Saturday, January 9, 2010


Very exciting: I was browsing The New Yorker online and came across the headline "Scratch and Crow." I got a chill: That's the name of one of my old friend Helen Hill's films. And as the story revealed, it's now in the Library of Congress' National Film Archive.

Two other things you should know about Helen:

1. She was so sweet; when you were around her, she just kind of bathed you in calm -- as a person who's coo-coo in the brain, I particularly appreciated this, but who wouldn't?

2. She was murdered in New Orleans 3 years ago this week. It's not clear exactly what happened, but the story that most people seem to have settled on is that early in the morning, Helen opened her back door to let her pet pig Rosie out, and just then, someone escaping from another crime burst in and shot her.

At the time, we all talked about why this had happened to Helen and what it meant. Maybe she just got caught in the crossfire, like a baby catching a bullet in a drive-by. Or maybe it was because people are more likely to be murdered in New Orleans than in any other city in the U.S. Living in New Orleans certainly didn't help her chances, that's for sure.
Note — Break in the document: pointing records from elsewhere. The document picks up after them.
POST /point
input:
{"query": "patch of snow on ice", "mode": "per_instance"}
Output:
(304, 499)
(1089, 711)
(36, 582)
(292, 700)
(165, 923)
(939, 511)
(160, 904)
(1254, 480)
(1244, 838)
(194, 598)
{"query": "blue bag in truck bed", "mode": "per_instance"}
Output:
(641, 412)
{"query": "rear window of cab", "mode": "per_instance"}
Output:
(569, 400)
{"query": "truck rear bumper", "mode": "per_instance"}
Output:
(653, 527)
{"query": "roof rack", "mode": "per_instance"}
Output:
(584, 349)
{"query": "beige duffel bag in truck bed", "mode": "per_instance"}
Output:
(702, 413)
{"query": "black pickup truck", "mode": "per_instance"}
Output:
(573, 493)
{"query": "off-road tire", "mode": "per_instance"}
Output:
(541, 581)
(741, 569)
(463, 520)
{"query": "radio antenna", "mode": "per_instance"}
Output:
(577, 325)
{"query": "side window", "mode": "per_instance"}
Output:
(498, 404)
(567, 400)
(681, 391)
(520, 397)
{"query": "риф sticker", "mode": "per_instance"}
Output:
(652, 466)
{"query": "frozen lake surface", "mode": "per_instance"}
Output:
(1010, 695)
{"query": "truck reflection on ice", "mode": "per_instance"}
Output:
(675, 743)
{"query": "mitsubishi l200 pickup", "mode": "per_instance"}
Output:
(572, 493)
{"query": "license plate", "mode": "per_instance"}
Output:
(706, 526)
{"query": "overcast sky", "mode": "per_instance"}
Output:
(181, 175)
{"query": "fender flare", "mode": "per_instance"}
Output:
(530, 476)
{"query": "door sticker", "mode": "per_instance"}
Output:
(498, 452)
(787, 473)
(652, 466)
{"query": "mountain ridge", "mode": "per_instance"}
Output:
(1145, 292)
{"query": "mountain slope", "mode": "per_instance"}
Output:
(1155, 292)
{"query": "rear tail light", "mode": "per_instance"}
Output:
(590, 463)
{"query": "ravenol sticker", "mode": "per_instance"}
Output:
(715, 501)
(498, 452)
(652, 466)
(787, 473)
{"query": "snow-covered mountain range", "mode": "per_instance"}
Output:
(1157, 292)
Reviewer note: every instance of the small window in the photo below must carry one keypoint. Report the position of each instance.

Helen's murder got national attention. And then people started to say that if she wasn't white, a talented filmmaker with a degree from Harvard, her killing would've been stuck on page 3 of the Metro section. Almost certainly true.

Right after Helen was killed, I had held out hope that some big change would take place. After all, thousands of people marched up to City Hall and demanded action. Yet nothing has really happened. Young black men continued to be gunned down. In 2008, 179 people murdered. No. 1 in the country. In 2009, at least 171. Again, probably No. 1.

As the fresh pain of Helen's death receded, I would sometimes walk around New Orleans and think about what it meant to live in a place that put such a small value on people's lives. You would think that on the list of a city's priorities, this would be at the top. But New Orleans has decided the highest murder rate is an acceptable enough attribute for a city.

For a while in New Orleans, it was popular to put up a sign in your window that said "Thou Shalt Not Kill." Then those were replaced with the slogan "Enough!" The last I saw, even those signs were fading away, as if people had just sort of sighed and given up.

I know I did. I did my best, but finally I couldn't take it anymore. For these and other reasons, I moved away.

New Orleans has another chance in 2010. It will have a new mayor. Maybe it will have a Super Bowl champion. I wish I could say there was hope that at the end of the year, a hundred and seventy or so fresh corpses won't be settling in in the pretty above-ground tombs that New Orleans takes such pride in and which tourists the world over visit. I think we all know better.